Follow by Email

Friday, August 17, 2012

Perspective Through Young Eyes

The neighbor kids are on vacation this week, and I missed having them here to read with me. The feeling of a warm head tucked under my arm and small hands grasping my hands or resting on my leg as giggles erupt from them is treasured. What I love most, though, is their understanding of what we read.

They adore Chico Bon Bon, the crafty monkey with an incredible tool belt in Chris Monroe's Monkey With a Tool Belt. We read one of the books about him each week. Each time, they express frustration that, after he is trapped in a box by the evil organ grinder (lured in by a fake banana split), Chico Bon Bon does not just get out of the box. The kids can plainly see him in there. Why doesn't he just walk out? they ask. I try to explain our omniscient perspective as readers, that we can see in the box as if the side were cut away, but it is not. And each week, they ask again, not able to grasp the idea from the last reading.

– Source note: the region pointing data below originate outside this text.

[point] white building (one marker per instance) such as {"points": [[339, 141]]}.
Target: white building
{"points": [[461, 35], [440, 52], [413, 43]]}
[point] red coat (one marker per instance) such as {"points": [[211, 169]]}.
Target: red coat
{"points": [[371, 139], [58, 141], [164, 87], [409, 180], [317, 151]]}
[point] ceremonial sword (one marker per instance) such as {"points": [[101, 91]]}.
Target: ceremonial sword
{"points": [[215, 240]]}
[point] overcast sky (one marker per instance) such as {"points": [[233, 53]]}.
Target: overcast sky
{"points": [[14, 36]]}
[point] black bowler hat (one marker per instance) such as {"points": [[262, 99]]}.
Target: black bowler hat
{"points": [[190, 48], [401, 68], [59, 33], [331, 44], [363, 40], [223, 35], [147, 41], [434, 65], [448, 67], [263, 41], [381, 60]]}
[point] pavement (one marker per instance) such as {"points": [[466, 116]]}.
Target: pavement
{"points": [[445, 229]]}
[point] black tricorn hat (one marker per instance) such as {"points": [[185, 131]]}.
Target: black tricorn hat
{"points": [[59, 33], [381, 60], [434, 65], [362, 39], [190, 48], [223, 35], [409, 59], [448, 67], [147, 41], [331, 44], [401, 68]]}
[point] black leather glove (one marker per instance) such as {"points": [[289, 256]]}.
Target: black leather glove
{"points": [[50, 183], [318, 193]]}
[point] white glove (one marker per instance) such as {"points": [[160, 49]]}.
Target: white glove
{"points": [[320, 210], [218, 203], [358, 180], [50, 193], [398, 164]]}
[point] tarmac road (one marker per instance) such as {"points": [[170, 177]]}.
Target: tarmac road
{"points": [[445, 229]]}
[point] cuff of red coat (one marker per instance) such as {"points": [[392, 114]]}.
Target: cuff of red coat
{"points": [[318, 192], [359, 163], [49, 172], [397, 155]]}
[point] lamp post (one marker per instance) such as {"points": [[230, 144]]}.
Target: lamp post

What they do remember each week is the hysterical scenario in Monkey With a Tool Belt and the Noisy Problem in which Chico Bon Bon is trying to discover the cause of a loud noise. We all make the onomatopoeic noises and laugh uproariously when an elephant named Clark is found to be stuck in the laundry chute. Since then, we have used flashlights and stuffed animals in our own laundry chute (minus the banana peels Chico Bon Bon used to slide Clark from his laundry chute), trekking up and down the steps and giggling as the animals drop into waiting arms.


  1. these children are so lucky to have you in their lives!

  2. The perspective of the young is interesting and surprising. As an author I've found that sometimes what I've thought was going to be a funny part of one of my books isn't funny to young readers, or that they find humor in something that I didn't think was funny at all.

    And I second brattcat's comment.